What is Six Sigma?

Six Sigma is a business management strategy. Six Sigma seeks to identify and remove the causes of defects and errors in business processes. It uses a set of quality management methods, including statistical methods, and creates a special infrastructure of people within the organization ("Black Belts" etc.) who are experts in these methods. Each Six Sigma project carried out within an organization follows a defined sequence of steps and has quantified financial targets (cost reduction or profit increase).In Six Sigma, a defect is defined as anything that could lead to customer dissatisfaction.

The main principles of Six Sigma are:

• Continuous efforts to achieve stable and predictable process results (i.e. reduce process variationare of vital importance to business success.
• Business processes have characteristics that can be measured, analyzed, improved and controlled.
• Achieving sustained quality improvement requires commitment from the entire organization, particularly from top-level management.

Specific to Six Sigma is:

• A clear focus on achieving measurable and quantifiable financial returns from any Six Sigma project.
• An increased emphasis on strong and passionate management leadership and support.
• A special infrastructure of "Champions," "Master Black Belts," "Black Belts," etc. to lead and implement the Six Sigma approach.
• A clear commitment to making decisions on the basis of verifiable data, rather than assumptions and guesswork.

The term "Six Sigma" is derived from a field of statistics known as process capability studies. Originally, it referred to the ability of manufacturing processes to produce a very high proportion of output within specification. Processes that operate with "six sigma quality" over the short term are assumed to produce long-term defect levels below 3.4 defects per million opportunities (DPMO).Six Sigma's implicit goal is to improve all processes to that level of quality or better.

By the late 1990s, about two-thirds of the Fortune 500 organizations had begun Six Sigma initiatives with the aim of reducing costs and improving quality.

In recent years, Six Sigma has sometimes been combined with LEAN to yield a methodology named Lean Six Sigma or Lean Sigma

Origin and meaning of the term "six sigma process"

The following outlines the statistical background of the term Six Sigma: Sigma (the lower-case Greek letter σ) is used to represent the standard deviation (a measure of variation) of a statistical population.

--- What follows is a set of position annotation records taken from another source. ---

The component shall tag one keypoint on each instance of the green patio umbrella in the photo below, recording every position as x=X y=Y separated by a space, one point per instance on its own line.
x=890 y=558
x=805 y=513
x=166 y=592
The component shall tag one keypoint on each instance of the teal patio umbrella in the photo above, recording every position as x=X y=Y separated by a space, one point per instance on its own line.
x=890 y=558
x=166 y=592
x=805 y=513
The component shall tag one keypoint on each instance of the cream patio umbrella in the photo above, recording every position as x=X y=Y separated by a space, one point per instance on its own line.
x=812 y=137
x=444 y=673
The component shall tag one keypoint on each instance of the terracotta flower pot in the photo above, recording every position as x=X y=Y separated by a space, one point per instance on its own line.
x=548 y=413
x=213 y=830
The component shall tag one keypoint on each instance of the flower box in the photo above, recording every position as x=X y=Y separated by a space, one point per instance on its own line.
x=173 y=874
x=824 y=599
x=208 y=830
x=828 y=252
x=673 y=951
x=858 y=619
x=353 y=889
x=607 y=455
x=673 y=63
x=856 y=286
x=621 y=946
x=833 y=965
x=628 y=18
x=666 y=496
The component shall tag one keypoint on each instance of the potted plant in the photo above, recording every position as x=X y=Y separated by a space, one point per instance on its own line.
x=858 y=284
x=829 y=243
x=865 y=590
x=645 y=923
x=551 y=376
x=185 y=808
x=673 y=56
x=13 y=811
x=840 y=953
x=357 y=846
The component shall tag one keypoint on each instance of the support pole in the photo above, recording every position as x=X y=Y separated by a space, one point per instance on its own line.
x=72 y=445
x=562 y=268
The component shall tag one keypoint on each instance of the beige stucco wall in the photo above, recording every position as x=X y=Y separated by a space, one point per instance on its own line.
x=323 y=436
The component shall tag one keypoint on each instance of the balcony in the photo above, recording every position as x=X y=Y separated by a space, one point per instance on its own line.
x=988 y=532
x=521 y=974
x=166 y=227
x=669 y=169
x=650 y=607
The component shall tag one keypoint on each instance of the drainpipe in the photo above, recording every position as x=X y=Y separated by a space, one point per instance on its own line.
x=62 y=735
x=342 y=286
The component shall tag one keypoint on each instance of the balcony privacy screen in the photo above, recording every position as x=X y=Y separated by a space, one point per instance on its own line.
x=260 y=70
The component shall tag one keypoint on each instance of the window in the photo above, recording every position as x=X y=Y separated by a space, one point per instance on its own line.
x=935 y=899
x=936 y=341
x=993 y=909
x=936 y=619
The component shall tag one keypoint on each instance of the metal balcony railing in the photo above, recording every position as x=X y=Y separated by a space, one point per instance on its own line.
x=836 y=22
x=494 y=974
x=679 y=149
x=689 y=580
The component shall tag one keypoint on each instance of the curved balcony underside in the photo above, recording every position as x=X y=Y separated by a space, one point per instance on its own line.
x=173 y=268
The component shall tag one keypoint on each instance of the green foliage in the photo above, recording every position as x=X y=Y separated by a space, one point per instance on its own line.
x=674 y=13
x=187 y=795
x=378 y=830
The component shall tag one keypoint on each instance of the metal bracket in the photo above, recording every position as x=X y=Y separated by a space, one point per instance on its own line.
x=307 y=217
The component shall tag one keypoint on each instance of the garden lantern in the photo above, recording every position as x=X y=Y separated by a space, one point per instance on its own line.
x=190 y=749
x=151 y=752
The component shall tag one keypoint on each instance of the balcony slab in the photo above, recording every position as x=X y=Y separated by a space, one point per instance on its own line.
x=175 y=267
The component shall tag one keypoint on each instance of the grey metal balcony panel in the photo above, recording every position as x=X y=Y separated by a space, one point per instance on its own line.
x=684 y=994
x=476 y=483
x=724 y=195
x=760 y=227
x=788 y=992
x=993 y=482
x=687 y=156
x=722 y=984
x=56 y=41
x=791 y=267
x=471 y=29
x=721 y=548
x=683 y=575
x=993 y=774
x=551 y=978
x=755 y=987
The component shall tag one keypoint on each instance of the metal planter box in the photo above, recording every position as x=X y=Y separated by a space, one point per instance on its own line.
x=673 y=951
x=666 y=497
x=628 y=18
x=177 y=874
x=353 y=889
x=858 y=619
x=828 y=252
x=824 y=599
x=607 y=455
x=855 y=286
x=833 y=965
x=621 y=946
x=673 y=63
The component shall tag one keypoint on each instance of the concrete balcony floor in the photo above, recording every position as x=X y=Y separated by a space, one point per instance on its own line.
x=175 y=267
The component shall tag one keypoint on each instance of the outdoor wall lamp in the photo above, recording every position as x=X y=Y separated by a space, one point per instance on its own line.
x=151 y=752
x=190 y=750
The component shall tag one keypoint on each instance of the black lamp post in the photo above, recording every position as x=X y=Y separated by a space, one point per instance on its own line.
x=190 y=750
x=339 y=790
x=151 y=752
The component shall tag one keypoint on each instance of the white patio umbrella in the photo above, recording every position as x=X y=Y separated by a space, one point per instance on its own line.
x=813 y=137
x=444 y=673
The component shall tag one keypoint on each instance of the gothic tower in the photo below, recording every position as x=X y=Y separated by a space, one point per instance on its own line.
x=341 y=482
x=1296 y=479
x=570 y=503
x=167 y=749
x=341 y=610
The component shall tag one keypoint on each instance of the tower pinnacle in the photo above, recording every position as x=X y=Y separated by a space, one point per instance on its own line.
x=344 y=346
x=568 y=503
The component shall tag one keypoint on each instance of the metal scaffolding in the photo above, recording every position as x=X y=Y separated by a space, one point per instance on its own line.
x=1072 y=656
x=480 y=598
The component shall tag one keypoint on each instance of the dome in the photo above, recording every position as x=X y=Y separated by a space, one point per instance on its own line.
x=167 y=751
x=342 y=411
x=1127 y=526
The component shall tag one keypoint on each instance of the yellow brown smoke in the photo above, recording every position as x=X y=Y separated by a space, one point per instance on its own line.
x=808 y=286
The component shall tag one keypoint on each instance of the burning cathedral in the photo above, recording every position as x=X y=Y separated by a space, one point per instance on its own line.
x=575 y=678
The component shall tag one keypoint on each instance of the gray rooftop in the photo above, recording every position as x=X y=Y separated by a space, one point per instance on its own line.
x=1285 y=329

The term "six sigma process" comes from the notion that if one has six standard deviations between the mean of a process and the nearest specification limit, there will be practically no items that fail to meet the specifications. This is based on the calculation method employed in a process capability study.

In a capability study, the number of standard deviations between the process mean and the nearest specification limit is given in sigma units. As process standard deviation goes up, or the mean of the process moves away from the center of the tolerance, fewer standard deviations will fit between the mean and the nearest specification limit, decreasing the sigma number.

The role of the 1.5 sigma shift

Experience has shown that in the long term, processes usually do not perform as well as they do in the short. As a result, the number of sigmas that will fit between the process mean and the nearest specification limit is likely to drop over time, compared to an initial short-term study. To account for this real-life increase in process variation over time, an empirically-based 1.5 sigma shift is introduced into the calculation. According to this idea, a process that fits six sigmas between the process mean and the nearest specification limit in a short-term study will in the long term only fit 4.5 sigmas – either because the process mean will move over time, or because the long-term standard deviation of the process will be greater than that observed in the short term, or both.

Hence the widely accepted definition of a six sigma process is one that produces 3.4 defective parts per million opportunities (DPMO). This is based on the fact that a process that is normally distributed will have 3.4 parts per million beyond a point that is 4.5 standard deviations above or below the mean (one-sided capability study). So the 3.4 DPMO of a "Six Sigma" process in fact corresponds to 4.5 sigmas, namely 6 sigmas minus the 1.5 sigma shift introduced to account for long-term variation. This is designed to prevent underestimation of the defect levels likely to be encountered in real-life operation.

Sigma levels

Taking the 1.5 sigma shift into account, short-term sigma levels correspond to the following long-term DPMO values (one-sided):

• One Sigma = 690,000 DPMO = 31% efficiency
• Two Sigma = 308,000 DPMO = 69.2% efficiency
• Three Sigma = 66,800 DPMO = 93.32% efficiency
• Four Sigma = 6,210 DPMO = 99.379% efficiency
• Five Sigma = 230 DPMO = 99.977% efficiency
• Six Sigma = 3.4 DPMO = 99.9997% efficiency

Methodology

Six Sigma has two key methodologies:DMAIC and DMADV, both inspired by Deming's Plan-Do-Check-Act Cycle. DMAIC is used to improve an existing business process; DMADV is used to create new product or process designs.